Problem is, as we noted, that was two seasons ago. The Herd failed to win enough games to earn a bid after losing in the Conference USA tournament this season. Marshall didn’t overly regress but without their big man Ajdin Penava on the other end of the Herd’s pick and rolls, things weren’t as smooth as they were a season before for Elmore and Marshall.

But that doesn’t change what Elmore can do.

What Jon Elmore could bring to the Pacers

Jon Elmore is no one-trick pony as averages of 20.3 points, 5.1 rebounds, and 5.1 assists a game can attest to. He isn’t overly dominant as a point guard, but he isn’t afraid to shoot, either.

As our own Ben Pfeifer noted before the college season, Elmore has a good mix of court vision and passing skills. He doesn’t always make the right decisions as he drifts between wanting to score and wanting to set up his teammates, but he keeps opponents on their heels.

He does have some modest turnover issues, but it’s a matter of risk and reward vs him making boneheaded decisions.

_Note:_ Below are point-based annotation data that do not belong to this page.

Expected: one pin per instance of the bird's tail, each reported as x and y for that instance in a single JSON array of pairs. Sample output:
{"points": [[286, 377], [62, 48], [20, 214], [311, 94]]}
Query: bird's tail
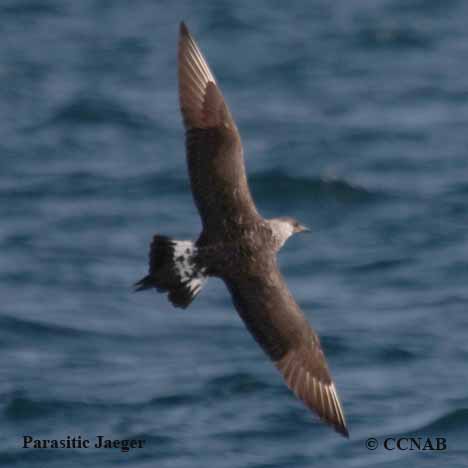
{"points": [[173, 268]]}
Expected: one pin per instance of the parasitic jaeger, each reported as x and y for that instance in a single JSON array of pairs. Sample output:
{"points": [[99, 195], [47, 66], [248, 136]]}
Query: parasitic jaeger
{"points": [[237, 244]]}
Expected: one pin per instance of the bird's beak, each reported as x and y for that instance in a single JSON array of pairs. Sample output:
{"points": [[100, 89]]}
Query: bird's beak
{"points": [[302, 228]]}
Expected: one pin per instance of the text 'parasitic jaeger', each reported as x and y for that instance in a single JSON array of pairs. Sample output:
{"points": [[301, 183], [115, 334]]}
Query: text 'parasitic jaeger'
{"points": [[236, 243]]}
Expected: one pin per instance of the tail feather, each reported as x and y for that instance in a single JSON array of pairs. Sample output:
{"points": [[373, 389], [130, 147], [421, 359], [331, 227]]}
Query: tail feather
{"points": [[173, 268]]}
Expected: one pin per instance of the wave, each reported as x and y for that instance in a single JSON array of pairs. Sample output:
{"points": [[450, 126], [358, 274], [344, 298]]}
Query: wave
{"points": [[97, 110], [454, 421]]}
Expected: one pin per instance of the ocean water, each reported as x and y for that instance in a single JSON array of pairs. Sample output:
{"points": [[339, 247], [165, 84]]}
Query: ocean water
{"points": [[354, 119]]}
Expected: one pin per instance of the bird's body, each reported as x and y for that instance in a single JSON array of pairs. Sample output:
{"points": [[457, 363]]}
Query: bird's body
{"points": [[237, 244]]}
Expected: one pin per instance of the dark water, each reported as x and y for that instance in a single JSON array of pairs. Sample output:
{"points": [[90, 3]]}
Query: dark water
{"points": [[354, 119]]}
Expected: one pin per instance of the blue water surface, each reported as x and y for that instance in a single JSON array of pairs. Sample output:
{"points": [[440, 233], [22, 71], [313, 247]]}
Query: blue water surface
{"points": [[354, 118]]}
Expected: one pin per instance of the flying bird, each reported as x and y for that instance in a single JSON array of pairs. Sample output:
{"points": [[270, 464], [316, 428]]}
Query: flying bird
{"points": [[237, 244]]}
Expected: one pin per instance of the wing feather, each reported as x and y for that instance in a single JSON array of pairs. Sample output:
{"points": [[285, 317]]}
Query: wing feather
{"points": [[278, 325], [214, 148]]}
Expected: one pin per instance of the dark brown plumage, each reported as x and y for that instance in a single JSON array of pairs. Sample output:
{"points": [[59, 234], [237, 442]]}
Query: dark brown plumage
{"points": [[237, 244]]}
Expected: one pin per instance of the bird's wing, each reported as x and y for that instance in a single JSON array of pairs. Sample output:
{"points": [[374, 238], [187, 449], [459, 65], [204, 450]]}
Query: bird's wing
{"points": [[276, 322], [214, 149]]}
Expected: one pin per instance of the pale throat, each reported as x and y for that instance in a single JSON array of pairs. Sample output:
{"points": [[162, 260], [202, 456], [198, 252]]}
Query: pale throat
{"points": [[282, 231]]}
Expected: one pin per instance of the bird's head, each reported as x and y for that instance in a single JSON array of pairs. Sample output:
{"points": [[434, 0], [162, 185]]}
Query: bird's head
{"points": [[285, 226]]}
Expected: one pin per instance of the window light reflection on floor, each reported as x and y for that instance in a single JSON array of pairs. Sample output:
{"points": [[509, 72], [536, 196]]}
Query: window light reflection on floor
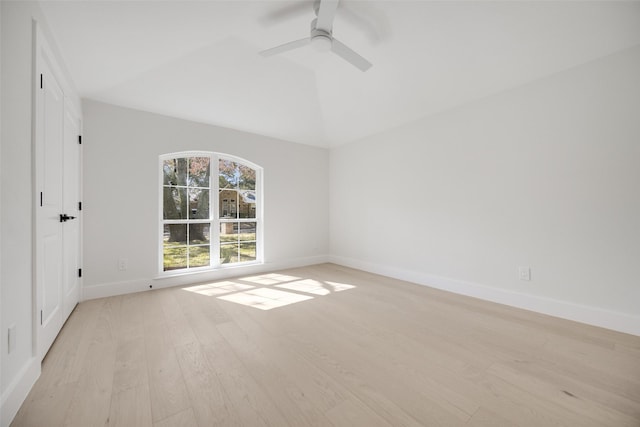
{"points": [[218, 288], [265, 298], [261, 292], [315, 287]]}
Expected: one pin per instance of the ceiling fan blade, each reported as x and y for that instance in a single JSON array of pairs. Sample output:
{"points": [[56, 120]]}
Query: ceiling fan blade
{"points": [[286, 47], [350, 56], [326, 14], [292, 10]]}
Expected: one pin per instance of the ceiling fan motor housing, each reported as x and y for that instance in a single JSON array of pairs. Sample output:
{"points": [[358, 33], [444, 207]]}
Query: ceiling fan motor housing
{"points": [[320, 39]]}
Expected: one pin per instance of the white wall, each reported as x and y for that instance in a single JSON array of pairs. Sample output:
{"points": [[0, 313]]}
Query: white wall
{"points": [[20, 368], [120, 203], [546, 175]]}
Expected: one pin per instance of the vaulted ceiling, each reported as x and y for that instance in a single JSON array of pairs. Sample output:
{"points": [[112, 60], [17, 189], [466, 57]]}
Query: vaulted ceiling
{"points": [[199, 60]]}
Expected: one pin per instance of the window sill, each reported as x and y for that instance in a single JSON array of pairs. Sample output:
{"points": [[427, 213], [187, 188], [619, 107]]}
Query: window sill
{"points": [[203, 270]]}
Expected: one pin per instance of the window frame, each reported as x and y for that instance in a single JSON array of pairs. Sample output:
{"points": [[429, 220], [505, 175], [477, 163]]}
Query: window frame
{"points": [[214, 220]]}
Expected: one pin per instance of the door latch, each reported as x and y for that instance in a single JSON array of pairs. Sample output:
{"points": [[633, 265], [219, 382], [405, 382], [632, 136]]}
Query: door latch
{"points": [[65, 217]]}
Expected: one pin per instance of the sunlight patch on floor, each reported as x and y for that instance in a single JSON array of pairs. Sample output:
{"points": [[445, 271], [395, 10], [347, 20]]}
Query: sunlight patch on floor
{"points": [[270, 279], [265, 298], [259, 291], [315, 287], [218, 288]]}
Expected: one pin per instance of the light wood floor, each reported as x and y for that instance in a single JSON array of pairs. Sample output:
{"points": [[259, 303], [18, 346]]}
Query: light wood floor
{"points": [[363, 351]]}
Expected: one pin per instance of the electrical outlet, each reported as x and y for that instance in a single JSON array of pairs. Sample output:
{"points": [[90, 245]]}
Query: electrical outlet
{"points": [[11, 338]]}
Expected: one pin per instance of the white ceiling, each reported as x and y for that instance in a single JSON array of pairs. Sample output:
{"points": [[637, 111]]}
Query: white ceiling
{"points": [[199, 60]]}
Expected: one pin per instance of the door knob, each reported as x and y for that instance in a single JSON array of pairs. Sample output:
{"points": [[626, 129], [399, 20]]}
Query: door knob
{"points": [[65, 217]]}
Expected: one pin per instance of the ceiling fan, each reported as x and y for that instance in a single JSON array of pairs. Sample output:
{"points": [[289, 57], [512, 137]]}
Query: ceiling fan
{"points": [[321, 37]]}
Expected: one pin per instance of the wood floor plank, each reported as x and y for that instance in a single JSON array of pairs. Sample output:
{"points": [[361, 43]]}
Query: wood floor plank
{"points": [[131, 407], [356, 349]]}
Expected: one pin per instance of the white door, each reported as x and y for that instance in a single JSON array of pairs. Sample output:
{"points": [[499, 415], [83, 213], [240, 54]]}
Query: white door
{"points": [[70, 207], [57, 177], [49, 235]]}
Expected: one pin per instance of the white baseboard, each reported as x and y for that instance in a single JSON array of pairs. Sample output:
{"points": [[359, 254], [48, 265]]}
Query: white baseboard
{"points": [[139, 285], [595, 316], [17, 391]]}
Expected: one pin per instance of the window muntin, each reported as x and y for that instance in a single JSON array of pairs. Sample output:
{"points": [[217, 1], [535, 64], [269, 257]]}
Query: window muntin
{"points": [[200, 231]]}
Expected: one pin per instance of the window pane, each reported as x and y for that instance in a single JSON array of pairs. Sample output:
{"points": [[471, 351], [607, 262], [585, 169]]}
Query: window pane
{"points": [[247, 231], [228, 203], [169, 173], [198, 203], [247, 252], [175, 171], [228, 253], [199, 172], [199, 256], [246, 204], [174, 256], [246, 178], [175, 234], [228, 232], [174, 203], [227, 174], [198, 234]]}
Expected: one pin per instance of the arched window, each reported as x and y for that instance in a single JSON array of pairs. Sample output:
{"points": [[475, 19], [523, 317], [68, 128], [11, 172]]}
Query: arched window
{"points": [[210, 211]]}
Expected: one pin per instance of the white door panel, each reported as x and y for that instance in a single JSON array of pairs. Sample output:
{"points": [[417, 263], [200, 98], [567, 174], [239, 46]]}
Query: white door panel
{"points": [[57, 177]]}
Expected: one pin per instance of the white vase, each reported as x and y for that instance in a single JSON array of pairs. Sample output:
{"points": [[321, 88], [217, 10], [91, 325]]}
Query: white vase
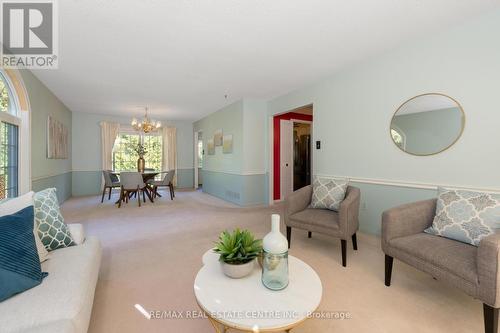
{"points": [[275, 257], [238, 271], [274, 242]]}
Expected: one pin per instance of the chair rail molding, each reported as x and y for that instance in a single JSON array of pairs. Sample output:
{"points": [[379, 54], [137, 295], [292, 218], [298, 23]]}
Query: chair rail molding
{"points": [[412, 184]]}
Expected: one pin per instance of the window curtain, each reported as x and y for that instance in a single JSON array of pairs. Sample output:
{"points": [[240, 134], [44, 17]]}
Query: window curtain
{"points": [[109, 134], [169, 144]]}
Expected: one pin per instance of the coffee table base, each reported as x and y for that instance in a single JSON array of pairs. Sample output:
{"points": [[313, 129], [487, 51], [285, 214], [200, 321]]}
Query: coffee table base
{"points": [[220, 327]]}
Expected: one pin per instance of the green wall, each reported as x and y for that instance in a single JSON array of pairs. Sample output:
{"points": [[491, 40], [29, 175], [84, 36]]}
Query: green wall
{"points": [[87, 166], [239, 177], [47, 172], [353, 110]]}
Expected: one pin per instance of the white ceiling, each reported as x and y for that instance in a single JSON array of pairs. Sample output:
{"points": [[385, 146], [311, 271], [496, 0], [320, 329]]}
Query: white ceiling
{"points": [[181, 57]]}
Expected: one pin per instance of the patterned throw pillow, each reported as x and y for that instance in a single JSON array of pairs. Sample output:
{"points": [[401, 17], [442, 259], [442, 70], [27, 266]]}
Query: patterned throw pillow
{"points": [[20, 267], [328, 193], [50, 223], [465, 216]]}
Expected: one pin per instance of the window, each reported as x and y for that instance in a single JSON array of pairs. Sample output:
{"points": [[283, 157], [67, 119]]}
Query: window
{"points": [[200, 153], [9, 143], [125, 156]]}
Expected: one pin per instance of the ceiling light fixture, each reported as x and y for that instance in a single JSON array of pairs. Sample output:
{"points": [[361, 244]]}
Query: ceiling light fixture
{"points": [[146, 125]]}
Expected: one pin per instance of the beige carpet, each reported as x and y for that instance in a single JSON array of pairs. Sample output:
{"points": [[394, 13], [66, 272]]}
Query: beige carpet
{"points": [[152, 254]]}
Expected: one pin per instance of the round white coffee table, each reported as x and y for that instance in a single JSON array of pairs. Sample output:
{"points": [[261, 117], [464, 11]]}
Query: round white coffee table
{"points": [[246, 304]]}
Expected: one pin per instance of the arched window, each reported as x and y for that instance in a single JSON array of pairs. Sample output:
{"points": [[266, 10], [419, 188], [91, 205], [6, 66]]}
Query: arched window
{"points": [[10, 123]]}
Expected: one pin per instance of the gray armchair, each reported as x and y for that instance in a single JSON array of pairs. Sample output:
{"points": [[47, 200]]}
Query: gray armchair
{"points": [[474, 270], [342, 224]]}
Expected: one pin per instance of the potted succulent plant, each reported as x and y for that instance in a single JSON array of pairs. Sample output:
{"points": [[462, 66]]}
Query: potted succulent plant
{"points": [[237, 251]]}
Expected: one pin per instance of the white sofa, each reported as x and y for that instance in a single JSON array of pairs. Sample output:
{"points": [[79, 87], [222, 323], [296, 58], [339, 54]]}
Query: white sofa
{"points": [[63, 301]]}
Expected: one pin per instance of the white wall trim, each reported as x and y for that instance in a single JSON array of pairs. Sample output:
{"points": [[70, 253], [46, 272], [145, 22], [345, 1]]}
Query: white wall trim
{"points": [[413, 184], [49, 176], [99, 170], [257, 173]]}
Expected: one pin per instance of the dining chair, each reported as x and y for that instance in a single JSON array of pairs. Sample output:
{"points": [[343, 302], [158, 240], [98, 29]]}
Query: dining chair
{"points": [[110, 181], [167, 181], [132, 183]]}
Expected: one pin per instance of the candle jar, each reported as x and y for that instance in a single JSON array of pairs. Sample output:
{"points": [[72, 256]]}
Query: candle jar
{"points": [[275, 270]]}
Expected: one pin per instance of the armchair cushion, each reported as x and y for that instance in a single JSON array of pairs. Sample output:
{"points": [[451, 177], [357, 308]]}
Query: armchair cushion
{"points": [[321, 218], [465, 216], [446, 255], [328, 193]]}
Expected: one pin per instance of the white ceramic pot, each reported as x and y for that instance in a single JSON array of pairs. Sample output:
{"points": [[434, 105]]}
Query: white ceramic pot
{"points": [[238, 271]]}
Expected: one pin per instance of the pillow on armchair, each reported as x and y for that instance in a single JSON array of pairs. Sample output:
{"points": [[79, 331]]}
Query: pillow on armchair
{"points": [[328, 193], [465, 216]]}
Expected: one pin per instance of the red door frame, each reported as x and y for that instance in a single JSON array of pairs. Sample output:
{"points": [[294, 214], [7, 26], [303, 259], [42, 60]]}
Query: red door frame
{"points": [[277, 147]]}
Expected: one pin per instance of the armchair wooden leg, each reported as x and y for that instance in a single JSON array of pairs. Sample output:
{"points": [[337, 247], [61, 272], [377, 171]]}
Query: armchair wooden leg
{"points": [[343, 245], [103, 194], [388, 270], [138, 195], [490, 319], [121, 198]]}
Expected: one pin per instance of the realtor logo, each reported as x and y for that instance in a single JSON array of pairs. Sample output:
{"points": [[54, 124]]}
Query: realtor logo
{"points": [[29, 34]]}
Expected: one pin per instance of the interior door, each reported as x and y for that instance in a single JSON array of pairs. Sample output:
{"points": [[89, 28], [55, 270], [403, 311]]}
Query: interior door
{"points": [[196, 182], [286, 157]]}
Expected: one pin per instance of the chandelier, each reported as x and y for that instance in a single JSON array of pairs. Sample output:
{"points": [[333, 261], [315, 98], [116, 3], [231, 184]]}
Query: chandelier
{"points": [[146, 125]]}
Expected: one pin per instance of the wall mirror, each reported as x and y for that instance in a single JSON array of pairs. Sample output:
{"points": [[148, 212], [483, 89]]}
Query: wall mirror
{"points": [[427, 124]]}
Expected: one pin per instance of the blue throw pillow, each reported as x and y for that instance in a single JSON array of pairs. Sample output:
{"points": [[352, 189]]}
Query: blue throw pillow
{"points": [[20, 267]]}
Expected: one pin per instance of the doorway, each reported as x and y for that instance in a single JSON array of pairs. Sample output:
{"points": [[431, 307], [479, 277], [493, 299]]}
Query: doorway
{"points": [[199, 153], [301, 155], [291, 156]]}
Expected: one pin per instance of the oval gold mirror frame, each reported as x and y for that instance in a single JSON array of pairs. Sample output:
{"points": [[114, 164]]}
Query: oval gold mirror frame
{"points": [[458, 136]]}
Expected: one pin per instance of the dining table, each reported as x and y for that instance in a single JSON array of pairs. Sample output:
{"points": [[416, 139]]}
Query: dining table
{"points": [[146, 176]]}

He creates problems for opponents by knowing when and where to find his teammates while also threatening to score from deep. Elmore made 36.4% of his 3-point attempts last season and put up over half of his attempts from range. His mid-range shooting was bad — under 30 percent — and a reminder that despite Elmore’s ability to score from deep and at the rim, he had questionable shot selection at times.

Marshall’s offense had NBA elements — Dan D’Antoni is a believer in analytics — so translating a 3-point and rim heavy offense to the NBA shouldn’t be as hard as be if he was more reliant on his mid-range game. It’s a weakness, but one hopes he can work around.

His physical tools — a 6’3 average athlete with an average wingspan — point to defensive issues in the NBA, as well as the fact he won’t bully anyone with his size. But if he can follow a similar path as Georges Niang by using his basketball IQ to make up for it, there’s a path to the NBA.

But it will start in Fort Wayne if the Pacers sign him.

While Elmore does many things you hope an NBA could do, he wasn’t done them consistently against top-flight competition. Elmore needs to prove that his playmaking and passing are enough to overcome his lack of quickness. The former Herd point guard must show he can knock down 3-pointers and stretch the floor against tough competition.

Letting him prove himself on your Summer League team and then placing him on your G-League team is the right approach for a player like Elmore. He’ll need to sharpen his decision making, and maybe that passing and scoring don’t translate to the NBA, but it’s worth finding out if it does.

Next: Jontay Porter, Chuma Okeke are risks worth taking

Jon Elmore isn’t worth taking a big risk on, which is why he likely isn’t getting drafted, but he is worth taking a risk, even if a small one. Some NBA team will take a flier on him to find out if his skill can translate, and I hope it’s the Pacers. But I am a little biased.